As it has done since 2015, IBM has shared details about the AI tech it is using to support the US Open tennis championship. This year’s tournament, though, is different from most due to the pandemic. VentureBeat reports, “IBM Will Use AI to Pipe in Simulated Crowd Noise During the U.S. Open.” We think IBM is making the project more complicated than necessary. A sound bed can be accomplished with sound snips on a laptop. Need sound, click a link. IBM’s solution? Bring an F 35, its support team, and a truck filled with spares. Writer Kyle Wiggers reports:

“The first [addition] is AI Sounds, which aims to recreate the ambient noise normally emanating from the stadium. IBM says it leveraged its AI Highlights platform to digest video from last year’s U.S. Open and rank the ‘excitement level’ of various clips, which it compiled into a reel and classified to give each a crowd reaction score. IBM used hundreds of hours of footage to extract crowd sounds, which it plans to make available to ESPN production teams that will serve it dynamically based on play. How natural these AI-generated sounds will be remains a question. Some fans have taken issue with the artificiality of noises produced by platforms like Electronic Arts’ Sounds of the Stands, which simulates crowd sounds using technology borrowed from the publishers’ FIFA game series. The NBA has reportedly considered mixing in audio from NBA 2K during its broadcasts, and the NFL is expected to use artificial fan noise for its live games this year if they’re played in empty stadiums.”

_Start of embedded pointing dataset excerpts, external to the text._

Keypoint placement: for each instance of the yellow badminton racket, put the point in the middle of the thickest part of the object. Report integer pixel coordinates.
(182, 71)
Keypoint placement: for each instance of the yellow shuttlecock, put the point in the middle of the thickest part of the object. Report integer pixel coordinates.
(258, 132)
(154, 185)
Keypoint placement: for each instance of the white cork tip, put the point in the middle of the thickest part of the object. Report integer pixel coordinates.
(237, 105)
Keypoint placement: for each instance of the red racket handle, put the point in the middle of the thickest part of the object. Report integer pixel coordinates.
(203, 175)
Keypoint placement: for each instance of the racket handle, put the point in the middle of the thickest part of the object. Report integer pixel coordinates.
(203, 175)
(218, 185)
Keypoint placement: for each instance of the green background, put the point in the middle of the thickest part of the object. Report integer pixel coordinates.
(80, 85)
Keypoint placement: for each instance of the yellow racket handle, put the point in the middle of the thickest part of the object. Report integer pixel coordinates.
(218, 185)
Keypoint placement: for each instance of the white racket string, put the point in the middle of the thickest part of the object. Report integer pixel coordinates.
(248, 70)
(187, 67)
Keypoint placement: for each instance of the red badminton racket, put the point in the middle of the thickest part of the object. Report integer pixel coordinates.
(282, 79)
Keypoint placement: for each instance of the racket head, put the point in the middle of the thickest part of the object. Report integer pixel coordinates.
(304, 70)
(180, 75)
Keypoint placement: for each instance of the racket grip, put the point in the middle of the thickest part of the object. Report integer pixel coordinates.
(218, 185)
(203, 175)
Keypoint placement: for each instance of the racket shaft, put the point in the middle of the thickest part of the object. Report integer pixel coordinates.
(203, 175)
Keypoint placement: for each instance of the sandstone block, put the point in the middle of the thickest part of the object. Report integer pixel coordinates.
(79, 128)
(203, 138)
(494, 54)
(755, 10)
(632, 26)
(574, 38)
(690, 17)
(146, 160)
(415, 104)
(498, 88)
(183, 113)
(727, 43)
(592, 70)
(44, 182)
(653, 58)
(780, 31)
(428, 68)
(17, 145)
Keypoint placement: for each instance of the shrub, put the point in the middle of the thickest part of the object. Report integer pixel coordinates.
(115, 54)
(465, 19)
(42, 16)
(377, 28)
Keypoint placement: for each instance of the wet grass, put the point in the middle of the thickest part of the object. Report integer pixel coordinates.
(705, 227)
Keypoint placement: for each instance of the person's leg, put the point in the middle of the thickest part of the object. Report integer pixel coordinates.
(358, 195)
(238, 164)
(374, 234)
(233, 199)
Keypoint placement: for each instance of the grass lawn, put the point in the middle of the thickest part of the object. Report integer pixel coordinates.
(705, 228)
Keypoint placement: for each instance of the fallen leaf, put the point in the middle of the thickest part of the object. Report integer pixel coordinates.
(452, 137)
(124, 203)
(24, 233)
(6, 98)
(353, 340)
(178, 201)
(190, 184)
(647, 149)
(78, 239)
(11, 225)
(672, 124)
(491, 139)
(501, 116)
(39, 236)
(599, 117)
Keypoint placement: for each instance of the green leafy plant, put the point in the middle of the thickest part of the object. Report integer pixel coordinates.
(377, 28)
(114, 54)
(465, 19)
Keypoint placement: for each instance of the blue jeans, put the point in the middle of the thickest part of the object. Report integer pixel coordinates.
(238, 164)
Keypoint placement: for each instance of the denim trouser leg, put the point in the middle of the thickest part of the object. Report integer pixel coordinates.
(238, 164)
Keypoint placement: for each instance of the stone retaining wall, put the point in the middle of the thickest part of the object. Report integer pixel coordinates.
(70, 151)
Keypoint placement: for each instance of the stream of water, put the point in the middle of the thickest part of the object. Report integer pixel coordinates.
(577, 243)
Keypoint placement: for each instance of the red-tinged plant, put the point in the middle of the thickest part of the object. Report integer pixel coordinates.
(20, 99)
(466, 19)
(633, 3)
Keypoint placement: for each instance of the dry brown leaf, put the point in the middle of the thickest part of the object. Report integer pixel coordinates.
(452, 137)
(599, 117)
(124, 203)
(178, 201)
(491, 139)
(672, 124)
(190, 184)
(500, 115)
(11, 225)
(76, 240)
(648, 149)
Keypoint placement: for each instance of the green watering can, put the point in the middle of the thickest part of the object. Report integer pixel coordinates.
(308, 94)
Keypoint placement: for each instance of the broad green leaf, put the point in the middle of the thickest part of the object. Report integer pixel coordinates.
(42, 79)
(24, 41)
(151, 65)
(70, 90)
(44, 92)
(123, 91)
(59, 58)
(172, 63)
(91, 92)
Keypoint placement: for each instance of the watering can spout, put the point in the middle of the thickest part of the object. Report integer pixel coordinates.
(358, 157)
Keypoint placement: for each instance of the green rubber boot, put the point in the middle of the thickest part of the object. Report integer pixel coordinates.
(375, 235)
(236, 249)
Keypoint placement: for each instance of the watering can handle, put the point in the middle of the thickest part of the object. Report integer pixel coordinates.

Whether fake crowd noise sounds authentic, do viewers really want to pretend there is a live crowd when there is not? Perhaps; the pandemic is affecting people in strange ways. There has even been a call to bring back canned laughter while it is too risky to gather live studio audiences for sit coms.

The other technology IBM hopes will garner attention at the Open is Watson Discovery, which we’re told will facilitate tennis debates between online viewers by feeding them questions and researching the validity of resulting arguments. The same platform will supply factoids about upcoming matches through the smartphone app. It seems Watson is auditioning for the job of sport commentator.

Ouch! Was that Watson or the line judge? Watson? Watson?